Growing up in the Bay Area gives you quite a different perspective early on when it comes to nutrition and food. Your parents instill valuable knowledge in their kids from an early age, which continues to flourish in adulthood surrounded by like-minded individuals with a deeper understanding and appreciation for social awareness, holistic living, and community. Adrianne Chu is one of those Bay Area natives, omnipresent and a giver of the tightest hugs you’ll ever receive. Unlike our two guest chefs, Adrianne is not a food celebrity or an entertainer of sorts—just the perfect example of what growing up a San Franciscan is like.


“My mom is an RN, and she’s always taught us how to be healthy.

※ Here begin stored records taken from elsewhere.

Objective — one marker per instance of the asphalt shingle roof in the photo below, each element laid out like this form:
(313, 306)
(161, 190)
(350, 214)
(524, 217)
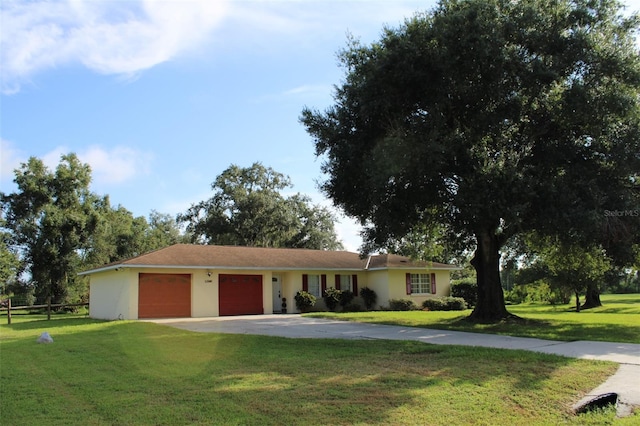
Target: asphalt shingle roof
(238, 257)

I learned to cook at an early age—making fried rice with my dad since I was 12.” Adrianne has been living in the Mission District for almost a decade, and with her numerous exploits in the creative field of film, she’s constantly surrounded by individuals who similarly value community and food, which always ends up in epic potlucks.


By day, she works at the historic Roxie Theater, and by night she dreams up crazy-creative dishes to enjoy with her friends. Life in the city for her is an endless exploration of the simplest pleasures best enjoyed with good company and healthy, delicious feasts prepared with love. Adrianne pursues her career like she cooks in the kitchen—with a lot of experimentation, enjoyment, and passion. She is sharing with us a communal recipe she’s improved on over the years—a sweet for your sweets—a healthy and delicious serving of raw chocolate fudge.

Raw Chocolate Fudge
with fresh berries

Adrianne Chu's recipe for Raw Vegan Chocolate Fudge

Ingredients

1 Cup melted Raw Cacao Butter
2 Cup Raw Cashews
1 Cup Raw Honey
1 Cup Raw Cacao Powder
1 Cup Coconut Palm Sugar
1/2 tsp Pink Himalayan Rock Salt
1 Whole Madagascar Vanilla Bean
1/2 cup of Organic Cacao Nibs

Garnish
Raspberries / Blueberries
Mint & Organic Powdered Sugar

Medium Sized Glass Dish
Blender (Vitamix)
Mixing bowl

Soak 1 1/2 cup cashews in water for 15–20 minutes. Melt the raw cacao butter in a saucepan in the lowest heat setting on a stove. While the butter is melting, drain the cashews, and place them in the blender with 1 cup raw honey. Split the vanilla bean down the middle, and use the back of your knife to scrape out the seeds. Add the vanilla bean to the cashew-honey mixture. Blend on a low setting until creamy and smooth.

In mixing bowl, add 1 cup coconut palm sugar, 1 cup cacao powder, and 1/2 teaspoon pink Himalayan salt. For added texture, chop up leftover cashews and mix them in the bowl. (For optional flavor, try using a pinch of fresh rosemary, and blend it with the dry mixture.) Add the mixture of honey, cashews, and vanilla bean from the blender to the mixing bowl. Then add the melted butter, and mix well using a spatula. Once the consistency is to your liking, pour the mixture into the glass dish and freeze for at least 45 minutes. Once it’s set, cut it into serving portion abd serve!